明石吟平の漱石ブログ

漱石文学がなぜ読まれ続けるのか。その謎解きに挑む。

漱石「最後の挨拶」三四郎篇 21

23.『三四郎』汽車の女(9)―― 三四郎の無罪判決


 いずれにせよ三四郎は最初の難事件をなんなくやり過ごした、――ように小説は読める。三四郎は後から何度も顔を赫らめるが、それだけのことである。女に対して気の毒に思う、女や女の家族に対して済まなく思うことは、ない。
 三四郎責任能力はない、とさえ漱石は言いたげである。もしかすると本当に三四郎は口の中だけであるいは心の中だけでぼそぼそつぶやいていたのかも知れない。
 妙に一方的な「蚤よけの工夫」も意味がよく分からない。蚤は敷布を畳み込んだ位の高さは簡単に飛び越えるのではないか。
 対するに女はすべてに過不足なくはっきりしゃべっている。間然するところがない。女には珍しく余計な口をきかない。朝女が三四郎に「ゆうべは蚤は出ませんでしたか」と皮肉っぽく言うのも、三四郎の発した言葉の中で唯一他者に伝わったのは蚤よけという一語だけであったからである。女はまるで国語の教師か教誨師のようである。

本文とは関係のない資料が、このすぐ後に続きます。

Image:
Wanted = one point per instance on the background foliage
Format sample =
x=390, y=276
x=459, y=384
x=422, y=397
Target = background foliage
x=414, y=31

 してみると女は三四郎にとって始めて遭遇する(他国の)異性というよりは、その反対に三四郎を異性から守る庇護者として登場したのではないか。
 だとすると女が最後に落ちついた調子で言う

「あなたは余っ程度胸のない方ですね」(『三四郎』1ノ4回)

 というのは、まだ色気を去らない女の、半分人をなじった(あるいはからかった)捨て台詞でなく、三四郎に対する年長者の忠告・激励と解すべきであろう。
 郷里の母親なら、手紙に書いて来たように、

「御前は小供の時から度胸がなくって不可ない」(『三四郎』7ノ6回)

 広田先生なら、

「度胸がすわらないというのは、却って若者の特権だろう。あまり若いうちから腹が坐って動けないというのも困る」(こちらは論者のでっちあげ)

 とでも言うところであろうか。

 したがって⑪で女が外出したのは、懐紙のようなものを買いに出たのではなく、三四郎に対する教育者として、例えば教員控所のようなところに下がったのではないか。母親なら父親と相談しに、教師なら下調べをしに、わざわざ席を外したのである。

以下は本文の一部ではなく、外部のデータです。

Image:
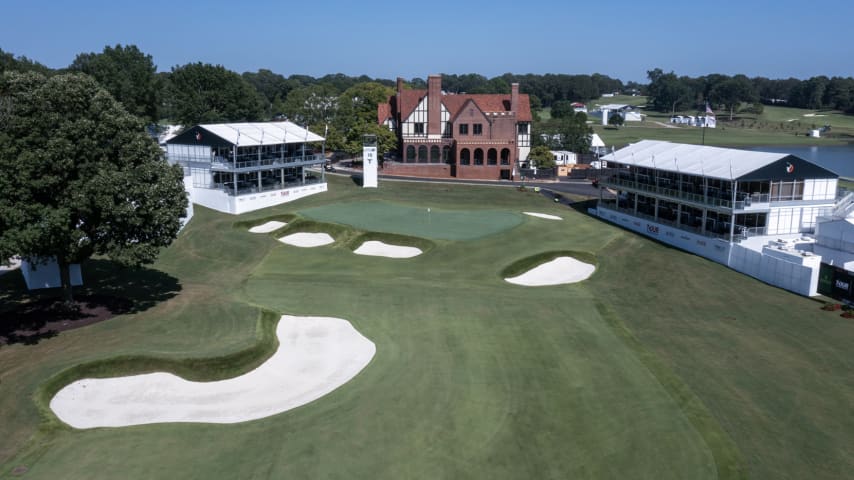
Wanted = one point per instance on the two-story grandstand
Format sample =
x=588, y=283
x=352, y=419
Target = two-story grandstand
x=240, y=167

 ちなみにこの汽車の女が三四郎のセリフに直接返答したのは、弁当の蓋が当たったかもしれないのでソリィと言った三四郎に対しノンと答えた一箇所だけである。すれ違った通行人とほとんど変わらない。宿の前でイエスと答えたのも、黙って振返った三四郎に了解の意思表示をしたともとれるので、三四郎の発した言葉に何か対応したわけではないようだ。
 であれば女は母親とすれば理解はしているが会話の少ない、教師とすれば忠実だが一方的に教えるだけの、どちらにしても漱石らしさのよく出ている話になっている。

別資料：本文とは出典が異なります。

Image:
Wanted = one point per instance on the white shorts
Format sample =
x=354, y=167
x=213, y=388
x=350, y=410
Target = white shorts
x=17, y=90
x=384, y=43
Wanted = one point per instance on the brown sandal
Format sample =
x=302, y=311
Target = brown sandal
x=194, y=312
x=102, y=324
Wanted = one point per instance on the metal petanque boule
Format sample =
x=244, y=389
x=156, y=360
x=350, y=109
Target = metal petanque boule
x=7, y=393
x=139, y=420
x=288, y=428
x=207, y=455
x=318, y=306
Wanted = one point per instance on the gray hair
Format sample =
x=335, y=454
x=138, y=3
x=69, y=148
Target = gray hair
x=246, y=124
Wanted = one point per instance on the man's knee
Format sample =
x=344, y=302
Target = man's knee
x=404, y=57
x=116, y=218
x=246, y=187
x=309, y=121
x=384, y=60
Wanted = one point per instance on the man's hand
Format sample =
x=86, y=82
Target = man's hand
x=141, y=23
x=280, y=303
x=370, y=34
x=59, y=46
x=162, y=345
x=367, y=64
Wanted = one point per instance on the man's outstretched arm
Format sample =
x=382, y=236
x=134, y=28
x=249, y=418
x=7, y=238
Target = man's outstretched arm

 漱石らしいといえば、例え相手が妻や子供であっても、人と一緒の蒲団に寝るのを嫌がるのが、漱石の癇性であるが、「坊っちゃん」も癇性で、蒲団が変わると寝られないので、子供の頃から友達の家へ泊ったことが無いと言っている。坊っちゃん漱石)の習慣は成長するにつれ収まったらしいが、三四郎もまた、熊本の寄宿舎生活を経てこの種の癇性(無鉄砲)からは解放されたはずである。(そうでなければ今後下宿したり野々宮の留守宅に泊ったり出来ないであろう。)

 であれば同衾事件のときの三四郎の、私は癇性で人の蒲団に寝るのが云々のくだりは、23歳の三四郎に10代半ばの三四郎が、このときだけ降臨したのだろうか。23歳とティーンエイジ。蒲団が敷かれたあとのこの落差を、汽車の女は翌朝まで覚えていたのであろうか。
 そしてこの別れ際の女のセリフ(⑳)によって、俄かティーンエイジャー三四郎は23歳相応にまで引き戻されたとは言えよう。この言葉がなければ、三四郎は恥をかいたという自覚さえ持たずに過ぎてしまったであろうから、三四郎は近い将来もっと致命的な恥をかいた可能性がある。してみると汽車の女は、自ら発した言葉によって、三四郎の成長に一定の役割を果たしたのである。教師説の説かれる所以である。

 ところで余計な事を言うようだが、三四郎はシーツでなく敷布団を女の方へ折り込んで、自分が畳の上にタオルを敷いて寝ればよかったのではないか。椅子に座って蚊に喰われながら夜を明かそうと思ったくらいであるから、蚊帳の中で横になれるだけでも上等だろう。シーツの壁よりも布団の壁の方が、癇性の人間にも蚤にも効果があるのではないか。